Recently a lecturer told us that all you need to do to get hold of students addresses is to ask the Registry. We protested that confidentiality regulations made this impossible, but our lecturer then replied that he had had no trouble in obtaining addresses over the phone.

Earlier this year a History lecturer in an effort to regain books loaned to students telephoned the registry. He gave his name, said he was a lecturer and required the addresses of certain students so he could get in touch with them and get his books back. The registry gave him the addresses.

The call he made was on the internal phone but he spoke to someone who didn't know him, and he gave no further identification than his name and department. No further identification was requested by the registry.

Artwork of two soldiers aiming guns at a man

In the midst of the furore over the Such trial, Mr.
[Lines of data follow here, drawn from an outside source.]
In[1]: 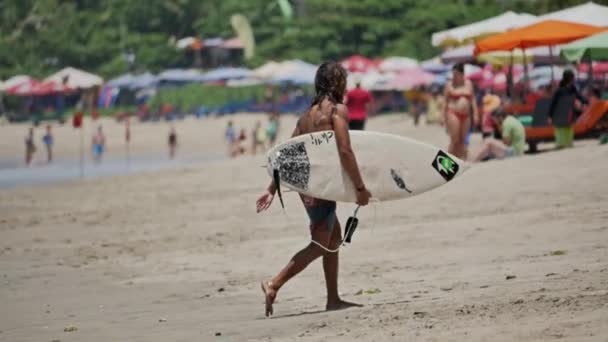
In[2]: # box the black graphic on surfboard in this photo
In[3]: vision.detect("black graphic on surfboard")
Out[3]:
[391,169,412,194]
[431,150,459,182]
[275,142,310,191]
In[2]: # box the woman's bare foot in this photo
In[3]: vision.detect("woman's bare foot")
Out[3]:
[325,299,363,311]
[262,281,277,317]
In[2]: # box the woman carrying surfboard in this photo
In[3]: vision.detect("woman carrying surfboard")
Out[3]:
[443,63,479,159]
[256,62,371,316]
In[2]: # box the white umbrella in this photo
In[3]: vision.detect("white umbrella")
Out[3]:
[253,61,281,79]
[379,57,418,72]
[431,11,536,46]
[44,67,103,89]
[538,2,608,27]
Rowling (PM), and Minister in charge of the Security Intelligence Service, in reply to a question said there were no SIS agents on any campus in New Zealand. This could well be. Indeed they are hardly needed on campus when it is so easy to get what is supposed to be Confidential information out of the registry.

The confidential nature of information about students is designed to do more than keep SIS agents off the backs of radicals. So that students can study in some peace the information is kept debt collectors and any other agencies whose job it is to hound.

On the other hand if any attempt at all is to be made to establish a university community then perhaps teaching staff should have access to private addresses. This may not be looking for lost books: they may want to talk to a student about his work. Community in this sense would not be established if a teacher is denied access to his students at home.

But it remains that the registry did not sufficiently identify the history lecturer to establish that he was a teacher concerned about his students, and not a hoax caller (SIS or other agency) concerned with finding out the private addresses of students.